Vendredi 29 mai 2015
Les éditions Publie.net donnaient
de Philippe Castelneau 
« L’appel de Londres »
(gentlemen take polaroids)

                                 […d’autres pluies aussi]     LONDRES OU TOKYO C EST PAREIL-letcr1-exp
                               

(à cliquer pour obtenir le parcours de lecture)

Le passage en son entier


Lecture du passage par Philippe Castelneau itself

D’autres passages ici


Récemment une version papier qui inclut l’accès au format numérique
a été publiée par le même éditeur.


« La musique de Philip Glass » … »Einstein on the beach »

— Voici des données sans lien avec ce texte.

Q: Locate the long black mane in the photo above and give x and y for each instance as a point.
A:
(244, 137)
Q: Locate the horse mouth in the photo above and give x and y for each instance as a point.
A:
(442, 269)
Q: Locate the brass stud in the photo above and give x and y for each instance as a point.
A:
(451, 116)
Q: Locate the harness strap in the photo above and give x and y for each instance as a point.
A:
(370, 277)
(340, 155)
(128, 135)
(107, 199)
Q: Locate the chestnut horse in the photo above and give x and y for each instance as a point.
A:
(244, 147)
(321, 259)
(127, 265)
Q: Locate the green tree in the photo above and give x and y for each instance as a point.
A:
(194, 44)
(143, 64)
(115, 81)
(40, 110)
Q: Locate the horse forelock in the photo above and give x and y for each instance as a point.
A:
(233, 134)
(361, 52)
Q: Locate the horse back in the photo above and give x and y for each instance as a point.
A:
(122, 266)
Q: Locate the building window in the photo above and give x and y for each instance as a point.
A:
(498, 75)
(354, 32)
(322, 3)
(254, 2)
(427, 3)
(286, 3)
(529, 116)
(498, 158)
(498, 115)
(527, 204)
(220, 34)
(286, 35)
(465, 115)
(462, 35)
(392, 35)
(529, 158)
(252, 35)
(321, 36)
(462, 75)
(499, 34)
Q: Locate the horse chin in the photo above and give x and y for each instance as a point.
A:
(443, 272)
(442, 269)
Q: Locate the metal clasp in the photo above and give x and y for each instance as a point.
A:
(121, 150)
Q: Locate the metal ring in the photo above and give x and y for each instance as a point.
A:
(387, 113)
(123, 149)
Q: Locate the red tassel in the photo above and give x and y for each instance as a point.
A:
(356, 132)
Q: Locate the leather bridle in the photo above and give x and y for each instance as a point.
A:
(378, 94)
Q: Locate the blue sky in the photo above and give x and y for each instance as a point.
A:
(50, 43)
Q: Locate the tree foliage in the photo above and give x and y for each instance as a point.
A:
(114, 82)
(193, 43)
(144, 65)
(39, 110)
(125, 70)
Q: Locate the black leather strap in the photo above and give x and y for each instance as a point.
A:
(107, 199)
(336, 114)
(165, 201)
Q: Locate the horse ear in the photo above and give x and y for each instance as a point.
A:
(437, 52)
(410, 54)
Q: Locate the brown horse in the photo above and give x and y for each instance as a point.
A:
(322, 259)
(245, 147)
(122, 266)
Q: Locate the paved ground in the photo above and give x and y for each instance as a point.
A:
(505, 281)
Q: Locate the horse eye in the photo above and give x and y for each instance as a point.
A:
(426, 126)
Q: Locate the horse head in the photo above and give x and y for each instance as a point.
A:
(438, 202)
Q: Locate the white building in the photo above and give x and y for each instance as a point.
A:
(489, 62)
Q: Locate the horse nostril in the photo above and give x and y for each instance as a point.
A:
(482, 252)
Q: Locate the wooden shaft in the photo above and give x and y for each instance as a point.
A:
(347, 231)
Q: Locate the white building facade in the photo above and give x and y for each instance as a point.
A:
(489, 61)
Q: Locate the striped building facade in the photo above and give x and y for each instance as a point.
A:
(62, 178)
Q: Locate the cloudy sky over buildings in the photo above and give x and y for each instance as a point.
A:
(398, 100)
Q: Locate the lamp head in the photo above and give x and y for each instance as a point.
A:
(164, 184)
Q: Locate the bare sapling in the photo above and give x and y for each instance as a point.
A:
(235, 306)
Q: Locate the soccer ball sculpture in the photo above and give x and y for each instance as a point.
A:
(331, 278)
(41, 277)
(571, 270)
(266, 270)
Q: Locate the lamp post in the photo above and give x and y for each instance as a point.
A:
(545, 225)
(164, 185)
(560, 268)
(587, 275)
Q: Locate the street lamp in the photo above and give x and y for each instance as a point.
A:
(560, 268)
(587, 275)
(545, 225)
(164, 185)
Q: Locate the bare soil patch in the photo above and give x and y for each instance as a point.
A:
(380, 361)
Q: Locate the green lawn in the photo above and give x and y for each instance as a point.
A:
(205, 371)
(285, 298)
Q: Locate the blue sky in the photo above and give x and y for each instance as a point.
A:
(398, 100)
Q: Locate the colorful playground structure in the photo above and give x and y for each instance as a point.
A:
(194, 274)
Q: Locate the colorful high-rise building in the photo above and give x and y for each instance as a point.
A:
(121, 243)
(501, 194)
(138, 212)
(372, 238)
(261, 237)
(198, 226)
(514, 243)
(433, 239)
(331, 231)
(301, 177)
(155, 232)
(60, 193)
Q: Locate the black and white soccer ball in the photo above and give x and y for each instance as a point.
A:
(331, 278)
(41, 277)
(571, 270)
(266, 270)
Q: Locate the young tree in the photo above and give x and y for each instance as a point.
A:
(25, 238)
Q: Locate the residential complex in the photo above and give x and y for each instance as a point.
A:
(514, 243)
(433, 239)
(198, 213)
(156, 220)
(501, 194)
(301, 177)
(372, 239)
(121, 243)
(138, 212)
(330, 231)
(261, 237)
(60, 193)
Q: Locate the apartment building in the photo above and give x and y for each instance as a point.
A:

La photo est un souvenir échoué, balayé par les vents contraires de ma mémoire subjective. Sept ans ont passé, je suis à Londres et je me souviens de Tokyo. Cette photo-là n’a rien à voir, et pourtant. Je ferme les yeux. Einstein on the Beach. La musique de Philip Glass, le rêve se poursuit. La nuit à Londres rappelle la nuit à Tokyo. À Tokyo je sors de l’hôtel, les taxis vert bouteille alignés ont leurs moteurs qui tournent, les chauffeurs aux gants blancs fument en attendant le client, imperturbables. À Londres les taxis sont noirs, ils passent en silence. À Tokyo je marche jusqu’à épuiser la nuit. Je traverse Roppongi, je cours pour rejoindre la tour de Tokyo. En chemin, les vieux qui vont se coucher dans les parcs, les buildings, les lumières, le bruit des pachinkos les néons des combinis la ville de métal et de verre : la nuit à Tokyo, ça n’existe pas, le noir complet n’existe pas, c’est un voile qui tombe sur la cité ; les vieux s’endorment le voile tombe quelque chose se lève qui occupe la ville, quelque chose autre qui vient occuper la nuit. Tout le voyage, mon appareil photo n’a pris que des photos floues, souvenirs imprécis d’un rêve incertain, photos presque effacées, ombres fondues, images vagues d’un songe vaporeux. Dans la nuit le monorail Yurikamome traverse la baie pour rejoindre l’île d’Odaiba. Je suis debout dans le wagon vide au-dessus du Rainbow Bridge, le visage collé à la vitre, la pluie fine, les gouttes glissent sur ma joue de l’autre côté. À Londres il pleut aussi, je marche d’un pas rapide, Londres ou Tokyo, c’est pareil, toujours la nuit je marche. Je cours encore, toujours je cours. Je cours pour me retrouver, mais c’est chaque fois trop tard.